20 years of the SCQF

Rob Wallen headshot - chair of SCQFP Board

Rob Wallen – Chair of SCQFP Board


To celebrate 20 years of the SCQF our current Chair of the Board, Rob Wallen, reflects on how the Scottish Credit and Qualifications Framework has been an essential tool in allowing educational change to take place in Scotland, facilitating lifelong learning and providing equality between academic and vocational qualifications.

 

During my career in education, as a teacher and as a manager, I have worked in four education systems – in Egypt, in China, In England and in Scotland – each of which was different from the others and had its strengths.
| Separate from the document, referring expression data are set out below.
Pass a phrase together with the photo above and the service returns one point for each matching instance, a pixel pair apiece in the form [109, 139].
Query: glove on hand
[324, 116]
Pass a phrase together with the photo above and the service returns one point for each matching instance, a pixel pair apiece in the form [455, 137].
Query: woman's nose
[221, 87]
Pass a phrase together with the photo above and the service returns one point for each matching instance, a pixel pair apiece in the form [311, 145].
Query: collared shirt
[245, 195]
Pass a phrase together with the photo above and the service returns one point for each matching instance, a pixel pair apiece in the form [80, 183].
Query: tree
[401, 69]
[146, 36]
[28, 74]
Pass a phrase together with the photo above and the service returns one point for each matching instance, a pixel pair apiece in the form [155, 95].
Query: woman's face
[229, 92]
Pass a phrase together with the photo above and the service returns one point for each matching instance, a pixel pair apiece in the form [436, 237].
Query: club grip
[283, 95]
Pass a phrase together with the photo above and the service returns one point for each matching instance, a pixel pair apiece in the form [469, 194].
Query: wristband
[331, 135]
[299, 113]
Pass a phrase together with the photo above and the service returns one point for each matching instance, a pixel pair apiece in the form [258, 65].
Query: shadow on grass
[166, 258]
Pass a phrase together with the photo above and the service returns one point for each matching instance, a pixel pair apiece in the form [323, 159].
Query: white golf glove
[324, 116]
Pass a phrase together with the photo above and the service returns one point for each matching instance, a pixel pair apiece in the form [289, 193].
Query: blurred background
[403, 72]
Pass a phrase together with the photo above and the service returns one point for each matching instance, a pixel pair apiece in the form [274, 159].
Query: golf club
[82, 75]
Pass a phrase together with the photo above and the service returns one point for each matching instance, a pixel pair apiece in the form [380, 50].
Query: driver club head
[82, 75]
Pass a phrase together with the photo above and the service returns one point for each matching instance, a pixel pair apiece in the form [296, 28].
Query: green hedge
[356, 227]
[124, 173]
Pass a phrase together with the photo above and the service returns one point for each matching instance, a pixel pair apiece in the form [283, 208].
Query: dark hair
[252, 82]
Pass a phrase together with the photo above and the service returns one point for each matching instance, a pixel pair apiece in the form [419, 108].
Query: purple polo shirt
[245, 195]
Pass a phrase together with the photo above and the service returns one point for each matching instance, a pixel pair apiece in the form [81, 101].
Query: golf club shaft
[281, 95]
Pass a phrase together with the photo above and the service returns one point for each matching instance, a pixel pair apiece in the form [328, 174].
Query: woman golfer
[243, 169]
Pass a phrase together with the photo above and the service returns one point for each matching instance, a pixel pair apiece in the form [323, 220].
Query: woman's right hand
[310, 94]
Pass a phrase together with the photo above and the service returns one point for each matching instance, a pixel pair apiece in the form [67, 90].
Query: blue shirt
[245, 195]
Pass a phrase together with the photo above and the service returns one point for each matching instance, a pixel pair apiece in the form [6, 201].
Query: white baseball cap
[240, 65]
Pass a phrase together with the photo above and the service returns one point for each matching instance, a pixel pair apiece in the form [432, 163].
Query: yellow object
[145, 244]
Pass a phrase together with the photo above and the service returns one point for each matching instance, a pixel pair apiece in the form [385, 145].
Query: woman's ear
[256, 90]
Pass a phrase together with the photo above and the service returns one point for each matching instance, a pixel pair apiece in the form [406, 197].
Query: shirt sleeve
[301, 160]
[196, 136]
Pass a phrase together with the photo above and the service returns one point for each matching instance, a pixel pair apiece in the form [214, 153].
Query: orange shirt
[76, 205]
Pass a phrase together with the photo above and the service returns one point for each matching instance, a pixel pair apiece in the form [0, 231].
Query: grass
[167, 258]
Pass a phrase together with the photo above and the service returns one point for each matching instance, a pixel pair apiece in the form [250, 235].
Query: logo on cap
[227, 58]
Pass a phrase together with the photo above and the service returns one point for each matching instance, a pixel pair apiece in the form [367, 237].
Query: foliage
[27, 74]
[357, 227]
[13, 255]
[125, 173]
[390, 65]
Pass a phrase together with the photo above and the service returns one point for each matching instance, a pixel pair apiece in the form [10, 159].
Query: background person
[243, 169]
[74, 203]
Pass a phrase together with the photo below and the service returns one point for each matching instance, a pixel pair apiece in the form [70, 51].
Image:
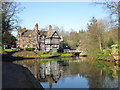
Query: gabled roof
[27, 33]
[50, 33]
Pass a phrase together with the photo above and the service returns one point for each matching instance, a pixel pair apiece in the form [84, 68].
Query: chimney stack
[50, 27]
[36, 27]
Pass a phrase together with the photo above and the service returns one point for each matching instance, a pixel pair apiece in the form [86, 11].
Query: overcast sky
[69, 15]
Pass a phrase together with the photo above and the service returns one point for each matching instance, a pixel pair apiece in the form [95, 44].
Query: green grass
[65, 54]
[51, 55]
[8, 50]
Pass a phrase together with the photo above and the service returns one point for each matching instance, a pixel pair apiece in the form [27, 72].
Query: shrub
[29, 49]
[65, 50]
[40, 52]
[46, 52]
[99, 55]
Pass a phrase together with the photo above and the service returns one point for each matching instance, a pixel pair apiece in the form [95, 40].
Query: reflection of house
[39, 39]
[51, 69]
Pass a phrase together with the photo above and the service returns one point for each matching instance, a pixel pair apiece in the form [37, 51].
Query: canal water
[71, 73]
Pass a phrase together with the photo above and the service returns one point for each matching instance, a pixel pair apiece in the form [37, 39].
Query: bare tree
[9, 19]
[113, 6]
One particular strength of the Scottish education system in the 21st Century has been the increasingly high level of integration that has been achieved – integration between secondary, further and higher education, and integration between “academic” and “vocational” types of learning.

The situation in which your educational future – and employment prospects – were set in stone before you had reached your teens has increasingly been replaced with one where opportunities exist throughout life, and avenues exist to allow smooth transition between institutions, between “levels” of education and between vocational and academic qualifications.

 

For the past 20 years the Scottish Credit and Qualifications Framework has been an essential tool in allowing this change to take place in Scotland. It provides an objective, calibrated, quality-assured way of calculating and recording the complexity and breadth – the level and credit value – of different types of learning and training undertaken in different settings and institutions.

 

The Framework grew out of work that had been undertaken earlier to develop specific links between sectors of education – such as the SWAP programme to develop entry routes to universities for people who did not have Highers. But it was developed with a much more comprehensive integration in mind, showing how each type of learning can be “compared” and linked into effective pathways.

 

And it was developed by a partnership of institutions that represented all sections of the Scottish education system – Universities Scotland, the Quality Assurance Agency Scotland, the Scottish Qualifications Authority, and the College Development Network – with input from bodies that represent industry-specific training (such as the Scottish Training Federation) as well as Scottish Government – and as such it has unquestioned credibility and coherence.

 

The resulting Framework has stood the test of time and has developed in terms of the number and variety of qualifications that are included on it. There are now over 11,800 qualifications on the SCQF and around 1,100 of these are owned by public, private and third sector organisations such as the NHS, B-DACS and Young Enterprise Scotland. There are programmes on the SCQF that recognise the wider achievements of young people as well as many professional and vocational qualifications which support sectors such as the emergency services, management and leadership, oil and gas and construction.

 

It has provided the underpinning for many important developments – such as calibrating the educational achievement of asylum seekers against Scottish standards and the skills of forces veterans against civilian qualifications – so that they can find appropriate employment and maximise their contribution to Scottish society. The SCQF is regarded as a world-leading model that other nations aspire to emulate.

 

It is, when all is said, a fantastic resource that belongs to the people of Scotland and provides them with a highly effective way of realising the ambition to reduce educational and economic inequality and to realise the potential of all of its citizens.